Hacker News new | ask | show | jobs
by perkovsky 29 days ago
I like the “claim-driven” framing.

For stateful systems, tests named after setup details often get weakened over time. Tests named after the claim they are trying to falsify are harder to water down.

The part I’d be most interested in is how well this works for business invariants like idempotent posting, no lost acknowledgements and recovery after partial failure.

2 comments

I think all these scripts become poor where they're context based as opposed to actual guardrails; what we need is various silo'd protocols like a ssh protocol that keeps the harness producing work through the protocol rather than a bunch of loosely based bash scripts, etc. Plus, the harness needs to be outside the environment so it's not something you have to install ever on a remote system, whether it's a container, a vm, a ssh location. We shouldn't base everything around running bash without a secure tunnel into the location of interest.

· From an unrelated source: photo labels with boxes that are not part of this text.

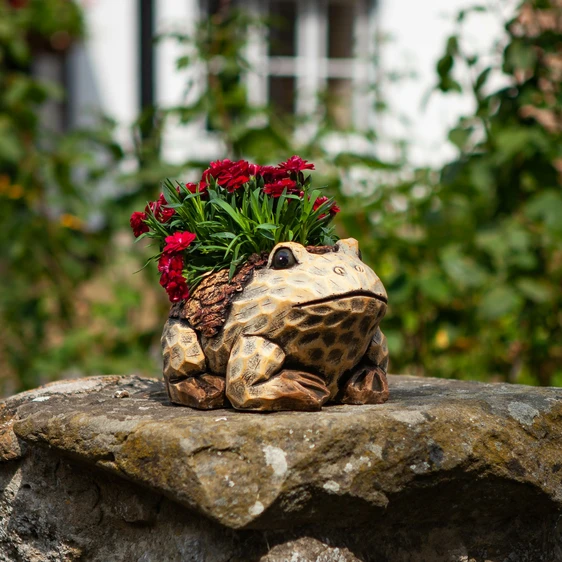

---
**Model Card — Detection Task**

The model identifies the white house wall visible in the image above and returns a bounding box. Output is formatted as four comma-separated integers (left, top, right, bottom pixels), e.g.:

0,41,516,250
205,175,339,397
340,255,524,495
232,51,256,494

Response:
69,0,139,151
70,0,514,165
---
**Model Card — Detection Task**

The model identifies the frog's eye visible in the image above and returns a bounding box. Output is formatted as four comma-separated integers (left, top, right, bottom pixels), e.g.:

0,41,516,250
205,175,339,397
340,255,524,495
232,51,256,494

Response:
271,248,297,269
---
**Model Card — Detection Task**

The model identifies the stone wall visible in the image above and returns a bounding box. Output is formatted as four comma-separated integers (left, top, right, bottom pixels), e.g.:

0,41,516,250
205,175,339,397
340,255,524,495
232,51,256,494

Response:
0,376,562,562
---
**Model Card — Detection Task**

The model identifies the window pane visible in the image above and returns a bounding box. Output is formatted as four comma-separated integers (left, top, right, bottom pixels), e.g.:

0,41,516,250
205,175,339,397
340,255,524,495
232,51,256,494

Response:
328,2,354,59
326,78,353,129
269,1,297,57
269,76,295,117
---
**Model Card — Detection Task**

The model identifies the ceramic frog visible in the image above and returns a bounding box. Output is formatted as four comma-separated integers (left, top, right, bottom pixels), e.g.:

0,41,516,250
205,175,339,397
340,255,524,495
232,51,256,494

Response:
162,238,388,411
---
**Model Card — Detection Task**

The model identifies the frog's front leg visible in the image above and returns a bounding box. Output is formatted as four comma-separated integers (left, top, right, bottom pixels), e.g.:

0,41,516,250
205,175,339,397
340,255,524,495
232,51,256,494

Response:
339,328,389,404
226,335,330,411
162,318,225,410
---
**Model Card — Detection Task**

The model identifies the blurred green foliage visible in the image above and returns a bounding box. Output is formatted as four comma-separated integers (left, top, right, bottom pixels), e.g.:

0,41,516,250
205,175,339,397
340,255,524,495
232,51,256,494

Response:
0,0,562,394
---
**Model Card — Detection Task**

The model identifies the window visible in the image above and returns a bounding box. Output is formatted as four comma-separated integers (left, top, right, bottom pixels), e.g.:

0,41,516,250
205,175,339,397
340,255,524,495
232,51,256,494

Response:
244,0,375,128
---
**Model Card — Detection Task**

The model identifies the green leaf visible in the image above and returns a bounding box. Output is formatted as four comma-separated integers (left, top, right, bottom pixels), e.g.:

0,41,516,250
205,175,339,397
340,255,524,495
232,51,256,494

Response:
441,247,488,288
478,285,523,320
515,277,555,303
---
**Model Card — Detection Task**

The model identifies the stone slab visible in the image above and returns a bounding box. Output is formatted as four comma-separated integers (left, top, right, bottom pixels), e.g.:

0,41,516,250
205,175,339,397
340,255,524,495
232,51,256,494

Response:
4,376,562,532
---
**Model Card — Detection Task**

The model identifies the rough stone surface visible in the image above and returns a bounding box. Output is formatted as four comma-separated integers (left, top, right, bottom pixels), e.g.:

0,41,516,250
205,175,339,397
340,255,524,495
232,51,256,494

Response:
0,376,562,562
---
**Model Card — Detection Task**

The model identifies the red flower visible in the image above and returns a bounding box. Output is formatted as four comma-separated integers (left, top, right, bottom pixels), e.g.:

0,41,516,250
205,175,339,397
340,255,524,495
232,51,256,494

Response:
202,159,252,193
263,178,300,197
202,158,232,182
279,156,314,172
165,277,189,302
258,166,287,184
144,193,176,223
312,195,341,220
129,211,148,238
158,254,183,287
164,230,196,254
158,254,189,302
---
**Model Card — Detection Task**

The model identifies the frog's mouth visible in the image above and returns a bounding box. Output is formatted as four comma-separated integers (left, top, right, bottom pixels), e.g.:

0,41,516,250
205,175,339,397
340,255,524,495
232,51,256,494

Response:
293,290,388,308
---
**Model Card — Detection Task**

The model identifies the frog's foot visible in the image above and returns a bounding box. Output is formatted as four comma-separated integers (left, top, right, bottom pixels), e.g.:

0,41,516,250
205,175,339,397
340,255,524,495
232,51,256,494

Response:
162,319,226,410
166,374,226,410
226,336,330,411
339,364,389,404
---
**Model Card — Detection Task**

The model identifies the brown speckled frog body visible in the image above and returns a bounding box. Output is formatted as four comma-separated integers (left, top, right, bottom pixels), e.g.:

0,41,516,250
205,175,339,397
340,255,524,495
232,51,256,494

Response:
162,238,388,410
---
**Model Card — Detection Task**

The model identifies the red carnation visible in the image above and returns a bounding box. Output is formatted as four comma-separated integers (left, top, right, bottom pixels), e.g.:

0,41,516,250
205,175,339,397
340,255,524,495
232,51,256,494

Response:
144,193,176,223
158,254,189,302
279,156,314,172
165,277,189,302
201,158,232,182
258,166,287,184
129,211,148,238
164,230,196,254
263,178,299,197
158,254,183,287
202,159,250,193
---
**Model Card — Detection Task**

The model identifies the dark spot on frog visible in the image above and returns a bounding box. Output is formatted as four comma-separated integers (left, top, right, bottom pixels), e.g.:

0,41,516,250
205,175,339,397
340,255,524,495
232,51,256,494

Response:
359,316,376,332
310,347,324,361
328,349,343,363
298,332,320,345
252,316,269,330
507,459,526,476
429,445,445,467
340,316,355,330
338,326,355,346
322,332,336,347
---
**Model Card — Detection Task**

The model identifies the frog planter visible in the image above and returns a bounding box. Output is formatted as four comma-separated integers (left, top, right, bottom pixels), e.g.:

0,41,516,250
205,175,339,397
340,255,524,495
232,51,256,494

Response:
162,234,388,411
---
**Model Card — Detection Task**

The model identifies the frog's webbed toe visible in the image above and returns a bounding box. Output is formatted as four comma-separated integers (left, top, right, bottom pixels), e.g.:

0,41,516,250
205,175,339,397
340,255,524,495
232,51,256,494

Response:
338,328,389,404
162,319,225,410
226,336,330,411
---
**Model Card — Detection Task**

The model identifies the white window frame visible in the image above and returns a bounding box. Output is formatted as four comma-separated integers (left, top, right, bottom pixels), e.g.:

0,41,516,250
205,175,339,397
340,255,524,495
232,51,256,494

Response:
244,0,375,130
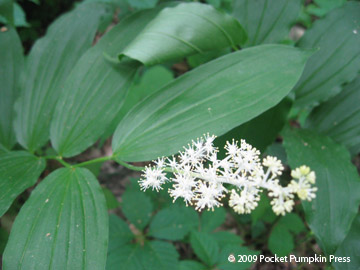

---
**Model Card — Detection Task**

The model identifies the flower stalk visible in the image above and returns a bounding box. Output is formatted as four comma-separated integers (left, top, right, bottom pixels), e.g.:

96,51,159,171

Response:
140,135,317,215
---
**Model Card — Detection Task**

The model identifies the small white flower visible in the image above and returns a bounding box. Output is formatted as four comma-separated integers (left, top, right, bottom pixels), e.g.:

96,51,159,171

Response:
139,167,168,191
263,156,284,175
140,134,317,215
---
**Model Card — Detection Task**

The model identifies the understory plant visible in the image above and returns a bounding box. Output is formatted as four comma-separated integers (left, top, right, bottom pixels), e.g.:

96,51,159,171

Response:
0,0,360,270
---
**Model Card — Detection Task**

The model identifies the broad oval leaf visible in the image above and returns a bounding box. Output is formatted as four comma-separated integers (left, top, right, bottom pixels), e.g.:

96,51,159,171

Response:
268,223,295,257
0,151,45,217
120,3,246,65
3,168,109,270
306,76,360,155
149,205,199,240
112,45,311,161
0,27,24,149
106,241,179,270
284,129,360,255
200,207,226,232
50,6,175,157
190,231,220,266
102,66,174,139
121,189,154,230
215,98,292,157
15,3,112,152
294,1,360,107
233,0,302,46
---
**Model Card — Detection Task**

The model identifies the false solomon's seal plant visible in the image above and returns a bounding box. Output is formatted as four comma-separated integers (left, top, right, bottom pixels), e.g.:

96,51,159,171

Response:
140,134,317,215
0,0,360,270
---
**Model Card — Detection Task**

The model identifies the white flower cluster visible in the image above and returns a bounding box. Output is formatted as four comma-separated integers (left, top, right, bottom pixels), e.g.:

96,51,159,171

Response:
140,135,317,215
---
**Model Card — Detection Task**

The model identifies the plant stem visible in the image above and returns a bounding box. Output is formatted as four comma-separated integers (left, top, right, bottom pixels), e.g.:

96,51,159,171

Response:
116,160,145,171
44,156,72,168
73,156,114,168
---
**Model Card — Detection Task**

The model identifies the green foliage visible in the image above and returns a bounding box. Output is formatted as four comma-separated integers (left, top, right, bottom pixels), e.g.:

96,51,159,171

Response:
306,0,346,17
190,232,219,266
3,168,108,270
14,4,113,152
333,214,360,270
233,0,302,47
149,205,199,240
119,3,246,65
0,28,24,149
103,66,174,139
112,45,311,161
268,213,305,256
306,76,360,155
102,188,120,210
216,98,291,157
284,129,360,255
0,151,45,217
121,190,153,229
0,0,360,270
269,224,294,256
294,1,360,107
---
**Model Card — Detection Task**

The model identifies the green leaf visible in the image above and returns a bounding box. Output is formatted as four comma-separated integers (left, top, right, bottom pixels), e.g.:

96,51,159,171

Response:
119,3,246,65
15,3,112,152
217,244,259,270
112,45,311,161
333,214,360,270
294,1,360,107
0,227,9,255
306,0,346,17
0,151,45,217
126,0,159,9
250,194,271,225
190,231,219,266
106,241,179,270
268,224,294,257
103,66,174,138
179,260,207,270
50,5,176,157
14,3,30,27
102,187,120,210
3,168,108,270
0,0,14,25
121,190,153,230
306,76,360,155
211,231,244,249
186,48,231,68
0,144,10,154
108,215,135,254
284,130,360,255
233,0,302,46
200,207,226,232
149,204,199,240
215,98,291,158
0,28,24,149
278,213,305,234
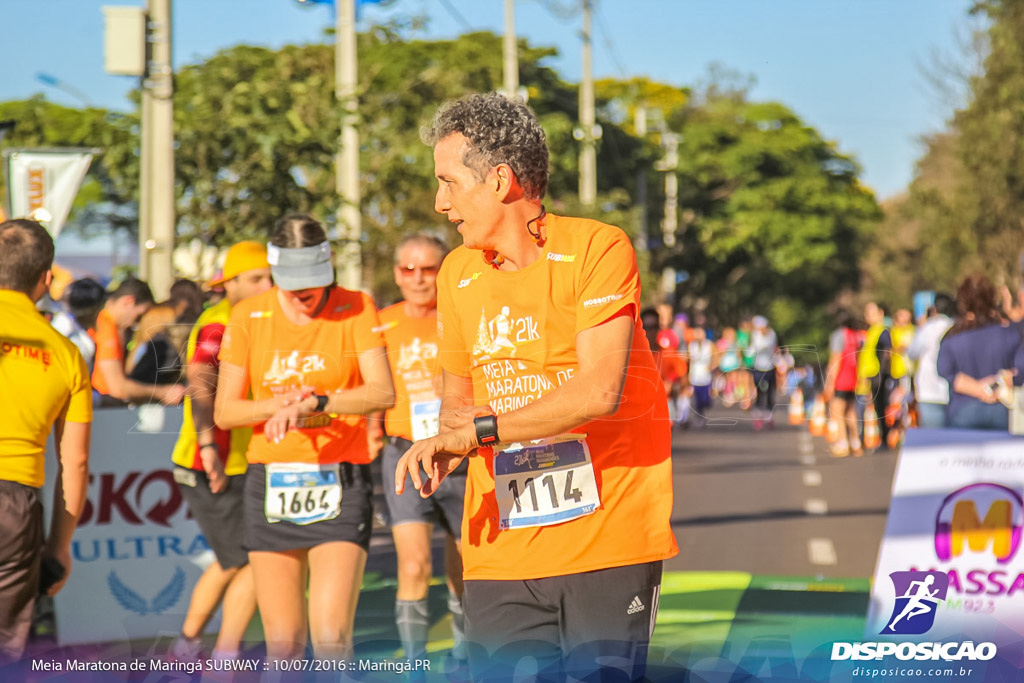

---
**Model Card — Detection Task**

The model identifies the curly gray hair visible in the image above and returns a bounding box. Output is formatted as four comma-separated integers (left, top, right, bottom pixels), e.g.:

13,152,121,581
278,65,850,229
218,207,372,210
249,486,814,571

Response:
420,92,548,199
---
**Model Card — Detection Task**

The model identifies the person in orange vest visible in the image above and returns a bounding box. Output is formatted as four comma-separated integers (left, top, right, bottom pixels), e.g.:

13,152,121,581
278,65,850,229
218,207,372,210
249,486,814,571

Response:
821,308,863,458
171,242,272,659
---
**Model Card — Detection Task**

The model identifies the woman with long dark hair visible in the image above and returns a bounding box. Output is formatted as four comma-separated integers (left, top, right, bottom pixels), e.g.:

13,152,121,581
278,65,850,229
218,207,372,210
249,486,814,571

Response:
938,274,1024,430
215,215,394,660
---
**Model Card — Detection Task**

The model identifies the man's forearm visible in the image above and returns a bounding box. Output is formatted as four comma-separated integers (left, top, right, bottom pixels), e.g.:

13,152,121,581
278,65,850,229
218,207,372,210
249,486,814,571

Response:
48,422,90,551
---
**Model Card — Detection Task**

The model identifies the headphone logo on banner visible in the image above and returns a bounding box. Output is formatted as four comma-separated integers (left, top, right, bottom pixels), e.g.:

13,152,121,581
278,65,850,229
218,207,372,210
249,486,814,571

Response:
935,483,1024,564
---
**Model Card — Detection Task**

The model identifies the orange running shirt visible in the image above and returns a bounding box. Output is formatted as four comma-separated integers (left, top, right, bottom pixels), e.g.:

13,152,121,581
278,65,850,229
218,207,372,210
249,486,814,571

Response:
220,287,384,464
381,301,441,441
437,214,678,580
92,310,125,395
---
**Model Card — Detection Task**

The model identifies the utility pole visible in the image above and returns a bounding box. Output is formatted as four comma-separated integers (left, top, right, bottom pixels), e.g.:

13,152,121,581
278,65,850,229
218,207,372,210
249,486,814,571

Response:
633,99,648,251
502,0,519,97
334,0,362,290
655,131,679,301
573,0,601,207
145,0,177,299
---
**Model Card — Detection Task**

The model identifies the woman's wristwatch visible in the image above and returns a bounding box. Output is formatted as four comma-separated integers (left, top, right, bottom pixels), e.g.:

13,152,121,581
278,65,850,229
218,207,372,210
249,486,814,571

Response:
473,415,498,445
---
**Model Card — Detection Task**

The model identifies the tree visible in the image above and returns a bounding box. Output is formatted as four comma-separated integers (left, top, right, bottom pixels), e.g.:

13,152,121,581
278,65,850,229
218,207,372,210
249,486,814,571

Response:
663,88,880,343
168,29,640,301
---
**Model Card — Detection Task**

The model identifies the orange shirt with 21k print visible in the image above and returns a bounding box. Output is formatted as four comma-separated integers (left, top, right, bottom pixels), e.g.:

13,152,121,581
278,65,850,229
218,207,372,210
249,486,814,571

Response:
220,287,384,464
437,214,678,580
380,301,441,441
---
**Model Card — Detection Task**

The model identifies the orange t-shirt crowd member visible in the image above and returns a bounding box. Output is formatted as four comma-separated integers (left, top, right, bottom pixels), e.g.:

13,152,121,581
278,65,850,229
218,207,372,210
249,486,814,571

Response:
437,214,678,580
380,301,441,441
220,287,384,464
91,310,125,395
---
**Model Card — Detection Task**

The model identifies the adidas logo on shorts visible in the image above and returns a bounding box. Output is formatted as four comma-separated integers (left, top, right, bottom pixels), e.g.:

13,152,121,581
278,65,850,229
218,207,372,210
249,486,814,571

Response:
626,595,643,614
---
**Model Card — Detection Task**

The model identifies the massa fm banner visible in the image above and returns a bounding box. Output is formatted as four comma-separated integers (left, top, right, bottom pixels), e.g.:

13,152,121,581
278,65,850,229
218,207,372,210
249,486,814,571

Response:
865,429,1024,658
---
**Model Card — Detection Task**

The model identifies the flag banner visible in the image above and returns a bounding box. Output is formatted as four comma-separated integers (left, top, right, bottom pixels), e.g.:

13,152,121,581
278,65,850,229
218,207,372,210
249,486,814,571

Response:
3,150,93,240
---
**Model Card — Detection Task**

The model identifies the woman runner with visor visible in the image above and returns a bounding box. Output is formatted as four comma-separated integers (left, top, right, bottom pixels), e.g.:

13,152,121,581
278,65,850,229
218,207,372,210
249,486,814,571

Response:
215,215,394,659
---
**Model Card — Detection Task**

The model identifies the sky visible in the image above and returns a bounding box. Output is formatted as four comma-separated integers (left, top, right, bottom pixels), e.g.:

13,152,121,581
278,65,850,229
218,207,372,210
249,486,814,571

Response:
0,0,978,199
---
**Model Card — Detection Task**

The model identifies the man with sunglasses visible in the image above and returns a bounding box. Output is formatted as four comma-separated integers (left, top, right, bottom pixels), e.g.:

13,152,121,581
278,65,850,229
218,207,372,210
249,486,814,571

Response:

The failure mode of these tools is self destructive in many cases.

Idempotency is what bites me most in practice — I've been driving these against an unreleased database I work on. The main trap is using the op_id as the idempotency key rather than a business key the client reuses on retry. When they're the same thing, the checker is trivially true and the test passes without testing anything.

No-lost-ack is conceptually the same shape with a simpler property (every acked write shows up at the end), but it breaks the same way most checkers break — if the recorder treats timeouts as success or failure instead of "unknown," real lost writes silently disappear.

Recovery after partial failure is where the AI-agent angle gets shaky honestly. Quiescence is the hard part. Agents will declare a system "recovered" while compaction is still running in the background. The skill forces a three-part check (no in-flight ops, no pending background work, replicas converged) before the invariant runs. How reliably that holds up against a specific SUT, I'm still figuring out.